You know you have a problem when you walk into your bathroom find kettle one in your shower and a note you wrote yourself when drunk that says "panties at jared leto's" on your counter
dude your alot more fun to hang out around now that your addicted to coke...but seriously you need to stop
wanna get hammered and throw tomatoes at the people standing in line for the midnight showing of harry potter and yell whichcraft is evil
It's not my fault. Someone keeps buying me tequila shots. Idk who. But every time I look down there's another. I think there's a conspiracy.
Restaurants Roasting People Who Gave Them Negative Yelp Reviews (25 Pics)
Your tequila is gone. I suggest you bring more home before you go out for dinner. Money is taped to mailbox.
Yes, that was ME getting carried out of the club singing 'i believe i can fly'
Take my keys. Load me into the vehicle. Drive. Get food. Come back. These are my demands.
Hes a nice guy and all but I'm only interested in his drunken alter ego.
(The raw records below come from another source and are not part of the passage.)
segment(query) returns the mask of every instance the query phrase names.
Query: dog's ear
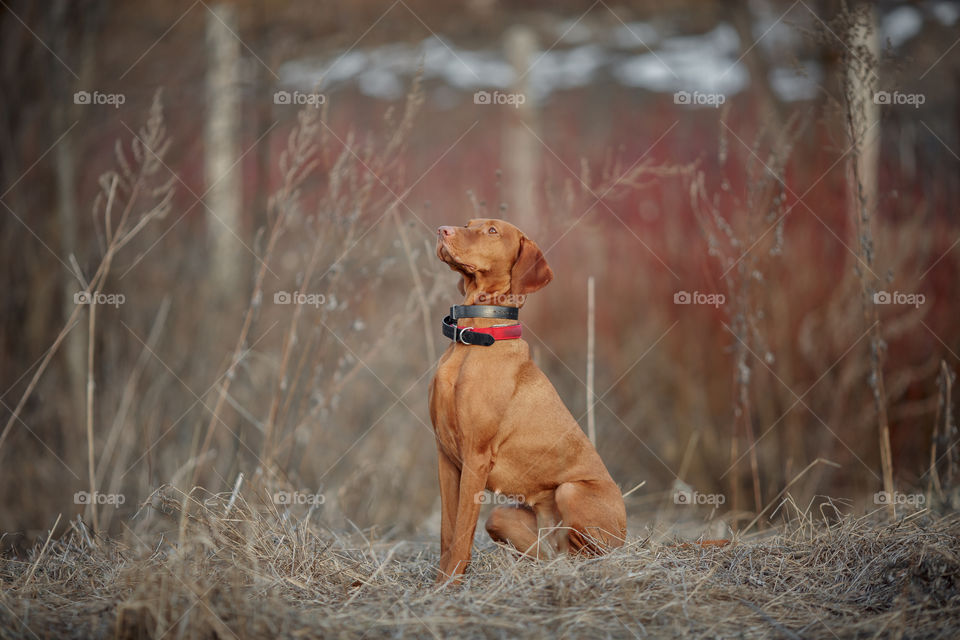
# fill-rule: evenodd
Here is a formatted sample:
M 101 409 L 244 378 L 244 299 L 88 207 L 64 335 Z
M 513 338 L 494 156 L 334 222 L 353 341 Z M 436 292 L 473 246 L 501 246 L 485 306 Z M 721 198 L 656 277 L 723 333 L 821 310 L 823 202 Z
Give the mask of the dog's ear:
M 537 243 L 526 236 L 520 237 L 520 252 L 510 270 L 510 292 L 520 295 L 533 293 L 553 280 L 553 270 L 543 257 Z

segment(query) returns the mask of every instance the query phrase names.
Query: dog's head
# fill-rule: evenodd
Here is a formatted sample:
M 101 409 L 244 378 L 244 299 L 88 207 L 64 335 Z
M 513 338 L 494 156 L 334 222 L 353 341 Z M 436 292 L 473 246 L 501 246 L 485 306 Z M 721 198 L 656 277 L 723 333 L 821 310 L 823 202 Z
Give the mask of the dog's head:
M 537 244 L 509 222 L 471 220 L 437 229 L 437 257 L 459 272 L 467 304 L 519 307 L 553 279 Z

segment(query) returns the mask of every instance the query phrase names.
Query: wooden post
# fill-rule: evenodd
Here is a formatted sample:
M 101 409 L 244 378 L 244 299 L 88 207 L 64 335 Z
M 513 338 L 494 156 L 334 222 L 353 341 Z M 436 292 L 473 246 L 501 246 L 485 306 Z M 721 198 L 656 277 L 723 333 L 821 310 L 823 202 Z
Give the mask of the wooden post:
M 587 437 L 597 446 L 596 405 L 593 401 L 593 355 L 596 347 L 596 286 L 593 276 L 587 278 Z
M 220 2 L 207 13 L 207 114 L 204 171 L 209 193 L 207 230 L 211 247 L 211 284 L 220 300 L 241 295 L 245 282 L 240 220 L 240 42 L 236 9 Z

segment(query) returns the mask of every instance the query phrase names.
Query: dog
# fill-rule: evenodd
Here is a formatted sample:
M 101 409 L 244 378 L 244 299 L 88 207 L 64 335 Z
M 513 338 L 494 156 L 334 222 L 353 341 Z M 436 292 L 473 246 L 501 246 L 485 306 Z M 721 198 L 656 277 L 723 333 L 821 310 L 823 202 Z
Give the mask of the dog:
M 530 359 L 516 319 L 553 279 L 537 244 L 503 220 L 437 230 L 437 257 L 461 278 L 463 305 L 430 385 L 441 497 L 438 582 L 470 563 L 485 490 L 509 496 L 486 530 L 535 558 L 600 555 L 624 544 L 620 489 L 557 391 Z

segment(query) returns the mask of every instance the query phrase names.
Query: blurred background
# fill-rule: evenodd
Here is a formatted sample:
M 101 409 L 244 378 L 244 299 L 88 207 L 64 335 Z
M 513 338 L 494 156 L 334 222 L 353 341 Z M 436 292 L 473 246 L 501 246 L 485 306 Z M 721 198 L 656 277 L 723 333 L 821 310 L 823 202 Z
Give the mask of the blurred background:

I wanna send them a card but I don't think hallmark makes a "sorry your fiance and another girl blew me at the same time in a frat house but congrats!" card
Woman Posts Harassing DMs From Creep Online, Now He’s Upset Because People Told His Mom
Times have changed. Freshman year I could throw my shirt in a bonfire and still get laid. Now when I puke in my girlfriend's bed on her birthday I'm "an asshole"
"I'm not drinking any more tonight." As I dipped my quesadilla in a shot of tequila....then eats it
So I should just walk in, look him in the eye and say, "I just came to fuck your brother, nice to meet you" and just walk to your room.
Soo are you just gonna poop in my bathtub and not talk to me anymore...?
Come home... I’m drinking and playing with knives
Come over. Bring drugs. My sister is making cookies. She took Valium. They should be badass cookies.